Ao cinema popular, sobra um espaço quase exclusivo às adaptações de programas televisivos, seja no conteúdo, seja na imagem. Como o “Vídeo Show”, programa de televisão em que a Rede Globo faz propaganda da Rede Globo, os Globo Filmes procuram da mesma maneira funcionar como um programa de sustentação para a marca, como marketing par lançar o nome dos próximos atores da novela das oito.

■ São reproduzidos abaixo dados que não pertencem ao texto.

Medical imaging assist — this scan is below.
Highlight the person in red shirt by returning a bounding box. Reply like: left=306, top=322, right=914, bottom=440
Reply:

É neste sentido que se felicita a chegada às telas de Billi Pig, uma experiência às antigas, popular não nos resultados de bilheteria, mas na temática, na estética e na tentativa de sincretismo cultural. E que leva, vale lembrar, o logo Globo Filmes, mas que conseguiu felizmente escapar à pasteurização criativa. O filme se apoia nas elementos da cultura popular, sem fazer apelo ao fetiche do pobre e do “outro”. Pelo contrário, ele leva a sério todos os charlatões de rua, os falsos padres milagreiros, os traficantes, as atrizes frustradas, as donas de funerárias que torcem por homicídios na cidade.
Com humor, Billi Pig ironiza e desdramatiza (ou desfetichiza) a sociedade. Os chefes do morro não são mais grandes vilões de filme de ação (como em Cidade de Deus), os líderes religiosos não são mais figuras caridosas e puras (como em Chico Xavier). O filme reestabelece, com a ingenuidade dos melhores tolos, a possibilidade de funcionamento do elevador social, a completa e fluida transição entre classes sociais, etnias e crenças distintas.

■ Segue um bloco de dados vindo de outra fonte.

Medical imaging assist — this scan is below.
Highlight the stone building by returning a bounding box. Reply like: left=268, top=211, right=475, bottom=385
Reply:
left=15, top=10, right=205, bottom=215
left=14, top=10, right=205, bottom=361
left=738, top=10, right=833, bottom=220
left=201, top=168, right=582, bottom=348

“Uma comédia para quem precisa correr”, diz o estranho slogan. Mas a ideia é de fato esta: não uma aventura, mas uma dança das cadeiras, uma permeabilidade entre as pessoas e os códigos culturais. No sincretismo assumidamente tosco do diretor José Eduardo Belmonte, o cinema brasileiro não aspira mais a ser americano, a ser profissional, a aparentar riqueza. Ele arrisca o inverossímil, põe em cena os porcos falantes, milagres, inclui uma ex-Big Brother e a faz atuar no papel de aspirante frustrada a atriz. A releitura da sociedade está condensada, mixada e distribuída em cada cena.
Por isso resta torcer que se faça mais Billi Pig do que Heleno (filme vergonhosamente elitista e parnasiano sobre o futebol), muito mais Billi Pig do que a propaganda de direita Dois Coelhos. Enquanto o cinema nacional se compõe de belíssimas obras que dificilmente chegam ao grande público (O Abismo Prateado, Trabalhar Cansa, Além da Estrada), espero sinceramente que existam ao mesmo tempo produções não tão belas, não tão artisticamente relevantes, mas que buscam enfim reestabelecer a ponte rompida entre a cultura popular e o cinema popular.